Если так походить день, то он казался длиннее, я чувствовал себя словно старше — и от ослепления солнцем на границе тонконогой чащи, и от паутинной ее теми; старше на жизнь этой осоки и кустов. Что-то прирастало земляное и моховое от сенокосного, знойного дня к моей жизни. Выйдешь к вечеру из перелеска к ладным горенкам копенок и стогов, выросшим за день в рыжевато-ржавистом клеверном поле: они в сумерках — как сторожа мира иного, где живут без окон и дверей; там всё не так — в мире, живущем слепо, в себе, как в своей сказке, как в земле.

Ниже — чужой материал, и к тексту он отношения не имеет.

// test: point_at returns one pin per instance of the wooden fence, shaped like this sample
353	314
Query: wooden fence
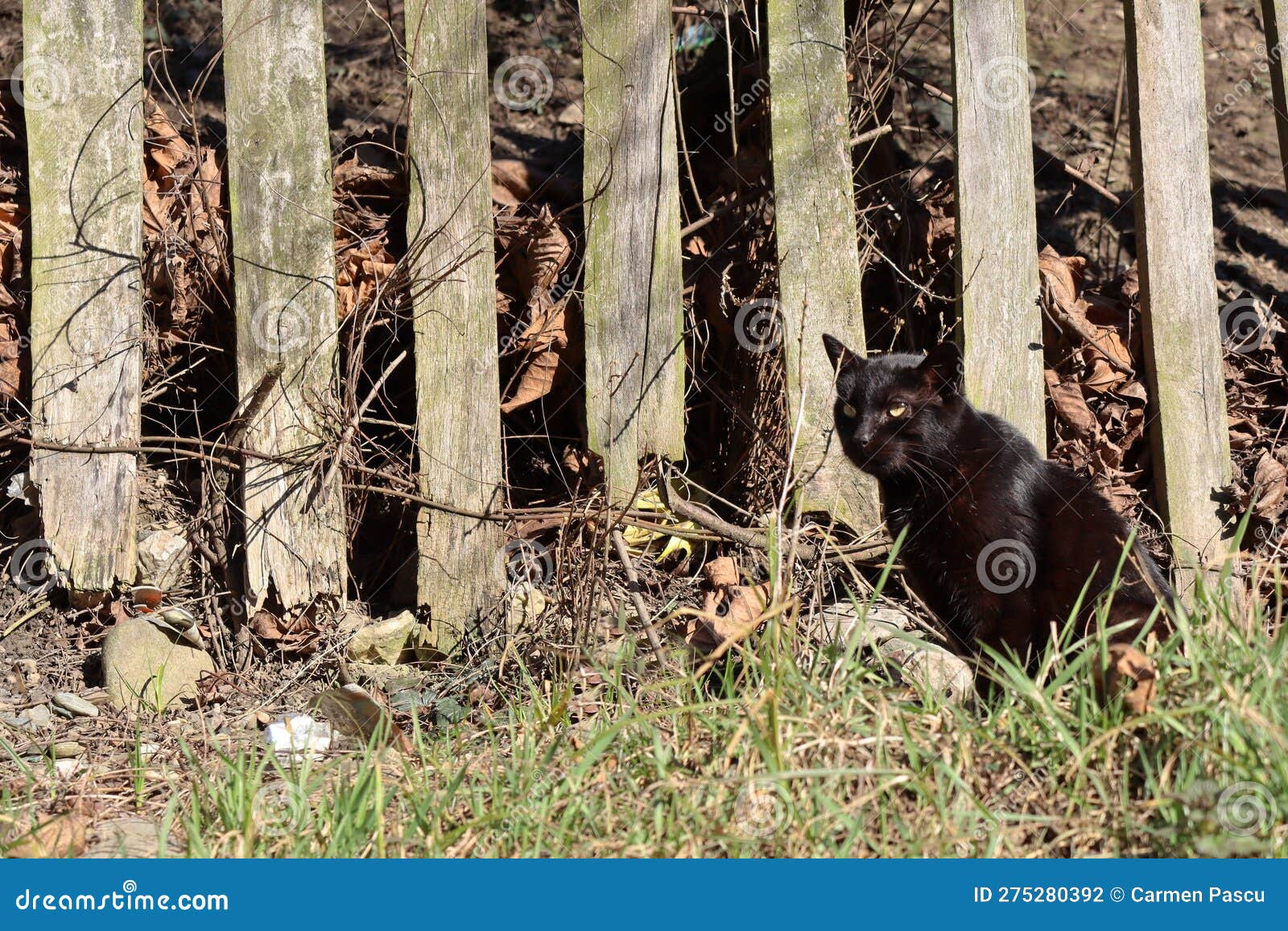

За горенками открывались серые, тусклые избы небольшой деревни: уже наступал вечер с огромной, как самовар, луной над околицей. Я стучался в дверь, огонь испуганно вздрагивал, вспыхивая в окне; старуха, белея во тьме кофтой, открывала молча и зачем-то касалась меня на пороге рукой. Я входил, глядел на свету на ее ладонь — коричневую, как из глины. Теперь уже, из дали лет, кажутся нездешними и речь этой старухи, и огонь — будто всё это творилось в нездешней, сказочной глуби. А как грустно смотрели ее глаза.
И молчание было загадочным, и тогда уже мне думалось, что сама она из тонконогой чащи, из осоки: та — высокая, слепящая солнцем, светлая, так и сияла в душе, подсказывала, что, действительно, выбрел я в иной мир, похожий на тот, где живут без углов и окон, где вместо самовара — луна, вот уж и хозяйка ее коснулась меня глиняной ладонью, разрешая войти в свое тридевятое царство.
Но всё в этом мире так реально, что лучше реального: и стога с копенками, и живая пустота поля вокруг, и лицо старухи, внимательное и емкое, как поле. И только звонкий голос девчушки, ее внучки: «А где ты был?» — останавливал, напоминал, что мы еще в этом, обычном мире, а не в том, сказочном, нездешнем, ином, где и мой отец с его родным городом Мологой, и бунинская Россия, и та тонконогая чаща, и поле — вся та Россия, которой не нашлось места в грубом торжестве сегодняшней жизни.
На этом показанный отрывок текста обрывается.